Thursday, August 9, 2018

Choosing Between Spark ML, scikit-learn, and DNNs


Now these aren't the only considerations when deciding on how to build your data science stack and the related tooling you will need around it,  but it is a place a lot of organizations tend to begin their opening questions. Sometimes the answer may be, all the above. But you have to first reflect on your organizations goals and the level of your investment in any transformation effort, especially one that involves such a fundamental shift in how you to turn data into business value.

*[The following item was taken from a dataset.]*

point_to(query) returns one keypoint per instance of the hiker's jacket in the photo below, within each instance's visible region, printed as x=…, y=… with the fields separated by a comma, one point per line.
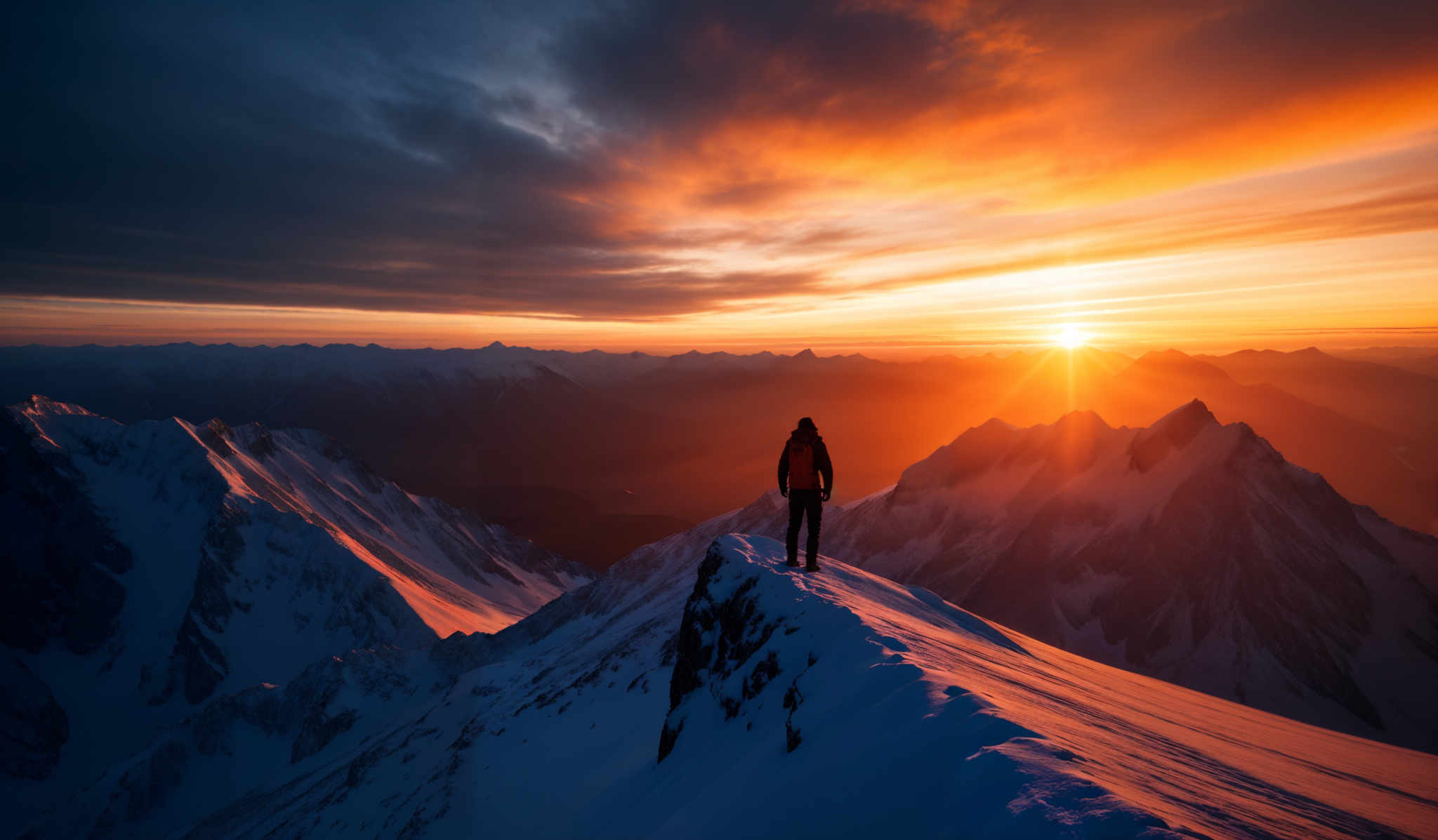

There are a number considerations that can influence your data science architecture that should be examined before establishing your AI platform. They include:

  1. ETL and data prep tools? AI does not work without data. Find it, mine for it and create it.
  2. Cloud, on-prem or hybrid for building your data science stack?
  3. How big is your data? Really how big is your data? Not everyone has "big data".
  4. What are you modeling? What kind of outcomes are you looking to solve for?
  5. Build, buy, partner. What kind of skills do you want to invest in for in-house data science, ML engineering and ML operations?
The bullets above are only touching on much deeper considerations that need to be assessed by any organization looking to transform their business with AI. But let's step back a bit and just discuss the question posed by the title of this blog to avoid turning this blog into a long drawn out analysis that goes down too many rabbit holes.

Spark ML
It is natural for a lot of organizations who have been doing "Big Data" to get their first exposure to data science through Spark's MLlib. Spark ML is a nice module/framework the comes with Spark and comes packaged with most major Hadoop distributions. The ML APIs and algorithms include many of the popular model building options from decision trees, to survival analysis (time-to-live), to allowing you to build recommendations engines (ALS), to unsupervised learning with clustering and topic modeling. Spark ML is nice and convenient for those coming from the Big Data universe. One nice advantage is that you can often leverage Spark's inherent distributed architecture to build models that can operate at large petabyte scale when needed. Is Spark ML ideal for all data sources and outcome objectives and it is the most efficient (you can hack DNN into if you have the stomach for it) - the answer as you might guess is obviously no. Why, well that is for another day to dive into, but suffice it to say that it may always be the most accurate way to build models and may not always be the best bang for CPU/GPU buck.

scikit-learn
Then there is good old scikit-learn. Any Python developer with a math or data background or has done any statistical modeling (or ML work) will know and likely love scikit-learn and all the other related Python packages such as numpy, scipy and pandas to name the most popular. scikit-learn is a treasure trove of algos and APIs. It is an awesome framework for ML developers and data scientists. Does it scale in same ways that Spark can - unfortunately no. But do you always really need it to? Look at your data before you answer that.

Deep Neural Nets
Then there is the new kids on the block, DNNs (back from the future). Tensorflow and PyTorch just to name a couple of the most popular are claiming to be universal function approximators that can model anything and solve for everything. Note, you will need to bring data and lots of it. They are data hungry. They can solve anything from classifications to generating word embeddings to creating generative models. There isn't much a DNN and its offshoots can't do theoretically. Through their natural fit with GPUs, they can scale fairly efficiently, and you can sometimes sort of distribute them with some extra heavy lift.

Taking your Models Live
A lot of what we just reviewed is about building and training models. Now, how do then take what we just trained and turn it into a service that predicts, classifies or generates data? That is also a topic unto its own. Operationalizing machine learning models can be non-trivial but it can also be not so difficult at times. It just depends on the model you are creating. For example, sometimes discrete bounded models can just be exported into a database, but often times the solution (input and output space) is not finite and requires creating distributed your build models as inference engines - and that is a bit more work. Then there is the nagging issue of how and when to update your models. Again another subject all together.

Buy or Build
So should you build or buy? The big boys (google, aws, azure) are all making a lot of what we just described available as MLaaS offerings (to various degrees of completeness). So stay tuned and current as the AI  technology world is changing fast.